A man walks through Wall Street in Manhattan, New York, where the epidemic has caused more young people to move out of the metropolis.
The epidemic has spurred population movements, intensifying the nation’s change of residence and lifestyle; young people are moving out of cities earlier, fewer new immigrants are settling in big cities and older people are accelerating their retirement; the suburbs have been the big winners of this domestic migration and urban-rural structural shift, ending a decade-long trend of big cities.
Before the Census Bureau’s American Community Survey releases demographic data this fall covering all of last year, the Wall Street Journal analyzed the 2020 National Postal Service “permanent change of address” data and saw millions of domestic migrations, validating the demographic shift during the epidemic.

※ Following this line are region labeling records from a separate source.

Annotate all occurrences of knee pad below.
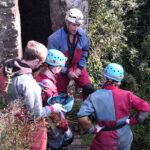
[82,83,94,97]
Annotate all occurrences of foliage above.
[0,101,35,150]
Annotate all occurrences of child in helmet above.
[78,63,150,150]
[2,40,64,150]
[35,49,74,149]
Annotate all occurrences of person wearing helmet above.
[48,8,94,98]
[3,40,65,150]
[78,63,150,150]
[35,49,74,150]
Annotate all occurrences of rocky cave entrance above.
[19,0,52,49]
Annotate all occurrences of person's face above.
[29,59,42,70]
[66,21,80,35]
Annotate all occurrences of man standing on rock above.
[48,8,94,98]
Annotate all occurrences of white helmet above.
[65,8,83,25]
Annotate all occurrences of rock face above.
[0,0,22,62]
[49,0,88,31]
[0,0,88,64]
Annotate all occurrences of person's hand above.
[49,103,66,112]
[88,124,104,134]
[126,118,137,126]
[75,68,81,77]
[68,71,78,80]
[126,119,130,125]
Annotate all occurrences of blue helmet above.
[103,63,124,82]
[46,49,67,67]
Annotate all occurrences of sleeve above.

While households increased in the South, particularly in Florida and Texas, the opposite was true in the Northeast. Large cities including New York, Chicago, San Francisco and Boston all saw hundreds of thousands more people move out than residents moving in, and net household loss due to migration expanded by 71 percent in 2020 compared to the previous year; higher-income communities moved out more significantly than lower-income communities. New York City saw more net relocations in one year last year than in the previous two years combined.

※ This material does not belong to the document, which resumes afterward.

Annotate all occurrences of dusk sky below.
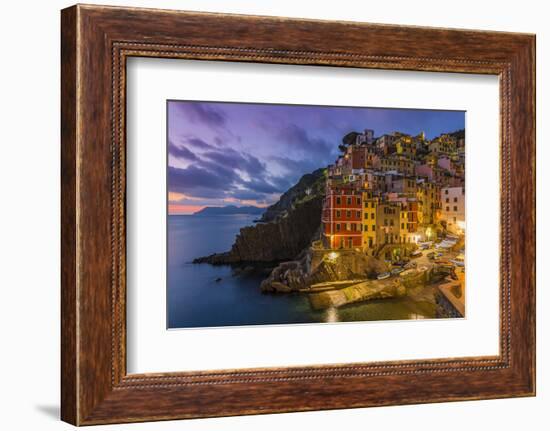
[168,101,465,214]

People who can afford to work anywhere are breaking free and relocating to less dense, affordable areas in search of more living space; many businesses are open to working remotely in the wake of the epidemic, companies looking to reduce overhead and retain talent are setting up offices in the suburbs, and developers are adding fitness, dining and other amenities in the suburbs to keep recreation localized.
Most of the population outflow has gone to the suburbs of the metropolitan area; the number of net new households moving into the suburbs last year was 43 percent higher than the year before; the number of households in Dallas, Indianapolis, Nashville, Tennessee, and Charlotte, North Carolina, has surged.
Stephan Whitaker, a policy economist at the Federal Reserve Bank of Cleveland, used credit record data to analyze urban mobility patterns and found that in earlier years, net out-migration from urban neighborhoods was greater in communities with below-median median incomes; however, in 2020, the situation reversed, with the largest migration losses occurring in affluent communities with above-median incomes; more epidemic deaths and more remote jobs Metropolitan areas with more deaths from the epidemic and more remote jobs will experience even greater outflows.
As a result, annual property tax revenues in the nation’s largest cities will plummet by billions of dollars and rents will fall by double digits; all large cities must prepare for post-epidemic levels of public transportation and other spending that drive urban economic development to be less than they once were.